Но на десятый день обнаружил, что из броуновского движения стала возникать некоторая система. Навесы поднимались, добро рассортировывалось и описывалось. Первый, длинный причал уже заканчивали, а второй сделали наполовину. Место перед причалами освободили, и теперь было, куда сложить новую партию. Правильно говорили классики — глаза бояться, а руки делают.
К концу третьей недели можно было вздохнуть чуть свободнее. Кризис преодолели. Флот по-прежнему был без снарядов, но полностью укомплектован, и хорошо снабжался.
Добро, привезенное новой каруселью, разгружалось аж с четырех судов разом, стоящих у двух пирсов, и при этом, на берегу не задерживалось, сразу сортируемое по навесам. А навесы продолжали строиться. Солдаты теперь занимались не строительством, а своим прямым делом, охраняли склады.
Левее порта разбили большой временный палаточный лагерь, для экипажей. Все же жить все время на борту тяжело, иногда хочется и по земле пройтись.
В этом же лагере собрал всех абордажников с фрегатов, и отдал их на растерзание своим морпехам. Приглашал и казаков, но они только фыркали и отказывались.
Деревянные дома для моряков в проекте были, но до них дело дойдет еще не скоро.
Пришествие Петра предваряла казацкая чайка, пронесшаяся ураганом по Азову, где находился в тот момент, с истерическим криком "Царь едет!".
Возгордился. Мои флотские уже давно были отучены от такого безобразия, как не информативные доклады. Они теперь докладывали кратко, четко и по существу. Они бы доложили, что едет царь, будет через сутки в составе таком то. А с этих сухопутных, чего взять, не доклад, а одни эмоции. Правда, подробности князю Львову все же доложили. Петр действительно идет большой флотилией, везет немного войска, и как обычно, большую свиту. С ним много баржей со всякой всячиной, с чем именно, казаки не интересовались. Будет в Азове ориентировочно через сутки.
Попрощался с Львовым, уехал в Таганрог, наводить лоск.
Авральная приборка на берегу и в гавани, утят, стоящих на рейде подравняли и украсили вымпелами, так как флагов на всех не хватало. Пометил в блокнотике, решить вопрос с флагами — раньше было не до него.
Сам поразился гармоничности картины. Аккуратный рейд, чистенький порт, сверкающий свежим деревом, длинная череда складов блестящих крышами из белого теса, заставленных всякой всячиной под эти самые крыши. Мастерская, левее порта, со слипами и ангарами. Тут же и бревна распиливали, по этому вся земля вокруг усыпана стружкой и вкусно пахнет. Мне понравилось, Петру показать будет не стыдно.
Петр приехал на следующий день. Злой.
Уж не знаю, что ему наговорили, но разнос мне был устроен капитальный.
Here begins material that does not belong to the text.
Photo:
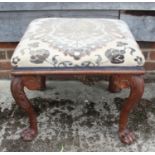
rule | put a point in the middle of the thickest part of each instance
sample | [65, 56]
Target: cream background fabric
[72, 42]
Виноват был во всех смертных грехах. Даже потерю Орла — гордости Петра, привязали к моей бездарности, как флотоводца — мол, мое дело корабли да оружие делать, да заводы поднимать, а не лезть туда, где ничего не понимаю.
Захват Константинополя, да еще и дележка его с рыцарями — вылез мне сильно боком, Петр орал аж до покраснения. Думал, перейдет к рукоприкладству, и мысленно прикидывал варианты быстрого отступления в Норвегию.
Проект мира с османами мне вообще поставили в вину как, чуть ли не предательство.
Было очень обидно. Единственным, светлым моментом, было то, что не казнили сразу, и спросили, как могу оправдаться.
— Государь. Воля твоя, но навет это. Константинополь не для себя брал, а для России, и именем твоим. Рыцарей позвал, так больше некого было. Орла потерял, да, государь, потерял, и рана эта теперь через всю душу лежит и кровоточит. Но выбор был или погубить весь флот, или рискнуть. Спроси о тех боях Корнелиуса Крюйса, он человек опытный, и в тех боях участвовал. А мир с османами — так то по твоей указке действовал, ты сам про то говорил, вот и исполнил волю твою, и коль не так что, то не поздно еще все переиначить, только прошу, поговори с капитанами флота своего, да с рыцарями, которые тебе встречу торжественную в Царьграде готовят, сам поговори. Не прошу снисхождения. Прошу справедливости. Выслушай соратников моих. И коль меня по-прежнему виновным сочтешь, приму любую кару.
Пока говорил спокойным размеренным голосом, Петр слегка остыл. По этому конец фразы дошел до его сознания, подернутого пеленой ярости.
— Справедливости восхотел? Добро! Выслушаю! А после уж не взыщи. Пока, поди вон!